Meselâ Allah’ın övmediği bir yaşam biçimini, bir ha­yat tarzını Allah’ın övmediği bir eğitim sistemini, ekonomik anlayışı, Allah’ın övmediği bir hukuk sistemini översek Allah korusun günde kırk defa Rabbimize verdiğimiz sözümüzü bozuyor ve başkala­rını hamd ederek, başkalarının yasalarını, başkalarının ürünlerini öve­rek, kabullenerek şirk içine düşmüş oluyo­ruz.

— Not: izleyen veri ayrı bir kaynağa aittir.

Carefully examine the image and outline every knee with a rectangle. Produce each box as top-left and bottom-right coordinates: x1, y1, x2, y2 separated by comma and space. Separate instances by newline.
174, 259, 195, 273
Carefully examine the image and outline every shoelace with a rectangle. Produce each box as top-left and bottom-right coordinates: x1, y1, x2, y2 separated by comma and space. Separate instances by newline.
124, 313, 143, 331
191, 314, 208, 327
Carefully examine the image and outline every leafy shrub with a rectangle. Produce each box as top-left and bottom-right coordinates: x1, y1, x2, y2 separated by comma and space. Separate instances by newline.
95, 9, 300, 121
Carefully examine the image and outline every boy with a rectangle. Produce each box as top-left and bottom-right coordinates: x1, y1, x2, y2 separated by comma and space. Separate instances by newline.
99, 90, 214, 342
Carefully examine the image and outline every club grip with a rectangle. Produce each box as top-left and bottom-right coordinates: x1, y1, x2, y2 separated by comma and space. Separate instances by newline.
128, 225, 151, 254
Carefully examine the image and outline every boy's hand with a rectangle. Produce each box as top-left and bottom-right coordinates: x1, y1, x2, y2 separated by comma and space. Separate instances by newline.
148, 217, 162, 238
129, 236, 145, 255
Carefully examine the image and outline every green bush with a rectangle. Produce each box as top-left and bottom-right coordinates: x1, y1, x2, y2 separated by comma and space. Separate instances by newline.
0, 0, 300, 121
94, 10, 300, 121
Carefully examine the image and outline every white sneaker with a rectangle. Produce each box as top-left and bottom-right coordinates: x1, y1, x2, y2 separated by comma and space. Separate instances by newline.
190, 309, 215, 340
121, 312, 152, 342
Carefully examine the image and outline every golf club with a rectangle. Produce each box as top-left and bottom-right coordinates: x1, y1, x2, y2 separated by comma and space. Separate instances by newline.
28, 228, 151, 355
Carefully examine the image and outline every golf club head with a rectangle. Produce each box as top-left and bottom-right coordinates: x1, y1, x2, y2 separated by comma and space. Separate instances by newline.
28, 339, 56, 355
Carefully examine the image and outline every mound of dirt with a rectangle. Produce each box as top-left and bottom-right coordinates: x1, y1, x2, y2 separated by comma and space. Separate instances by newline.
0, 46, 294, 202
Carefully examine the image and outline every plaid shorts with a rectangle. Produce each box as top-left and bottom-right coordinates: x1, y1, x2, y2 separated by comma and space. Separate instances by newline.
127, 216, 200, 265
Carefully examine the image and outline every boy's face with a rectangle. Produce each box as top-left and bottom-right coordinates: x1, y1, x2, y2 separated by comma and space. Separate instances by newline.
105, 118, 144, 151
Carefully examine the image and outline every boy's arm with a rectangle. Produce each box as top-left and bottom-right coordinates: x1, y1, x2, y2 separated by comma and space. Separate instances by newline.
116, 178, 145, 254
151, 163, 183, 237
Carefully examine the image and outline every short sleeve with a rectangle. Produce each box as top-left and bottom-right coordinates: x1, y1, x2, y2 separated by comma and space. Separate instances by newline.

 Demek ki bu mânâda hamd, hayatın İslâmlaşmasının adıdır. Hayatı İslâmlaşan bir Müslüman, İslâmlaşan hayatına “Elhamdülil­lah” demeye hak kazanıyor demektir. Çünkü hamd Müslümanca bir haya­tın sonucudur. 

Allah’ın mümin kuluna karşı olan bağış ve fazileti o derece yüksektir ki, bu kul “Elhamdülillah (Hamd Allah’a mahsustur)” dediğinde, ona bütün ölçülere baskın gelen ağırlıkta sevap yazar. Nitekim Sünen-i ibn-i Mace’de, Abdullah bin Ömer’e dayanarak kaydedildiğine göre Peygamber efendimiz şöyle buyuruyor: “Allah’ın kullarından biri “Ya Rabbi, sana zatının ululuğuna, saltanatının yüceliğine yaraşır biçimde hamd ederim” dedi. Bu sözün değerini ölçemeyen kulun amellerini yazmakla görevli melekler ne yazacaklarını bilemediler. Bunun üzerine Allah’ın huzuruna çıkarak: “Ya Rabbi! Senin kullarından biri öyle bir söz söyledi ki, onu nasıl değerlendirip yazacağımızı bilemiyoruz” dediler. Yüce Allah, -kulunun ne dediğini daha iyi bildiği halde- meleklere: “Kulum ne dedi?” diye sordu. Melekler: “Ya Rabbi! O, `Ey Rabbim! Sana zatının ululuğuna ve saltanatının yüceliğine yaraşır biçimde hamd ederim’ dedi” diye cevap verdiler. Bunun üzerine Allah o meleklere: “Kulumun o sözünü ağzından çıktığı gibi yazın. O sözün karşılığını, kulum kıyamet günü huzuruma geldiğinde bizzat ben kararlaştırıp veririm..” buyurdu

 

3. O Rahman ve Rahimdir.

Kur’an dilinde rahman sıfat-ismi de Allah’a mahsustur, başka hiçbir varlık İçin kullanılmamıştır. Rahman “en uzak geçmişe doğru bütün yaratılmışlara son­suz ve sınırsız lütuf, ihsan, rahmet bahşeden” demektir. Rahman, rahmetiyle mu­amele ederken buna mazhar olan varlığın hak etmesine, lâyık olmasına bakmaz, bu sıfatın tecellisi yağmur gibi her şeyin üzerine yağar, güneş gibi her şeyi ısıtır ve aydınlatır.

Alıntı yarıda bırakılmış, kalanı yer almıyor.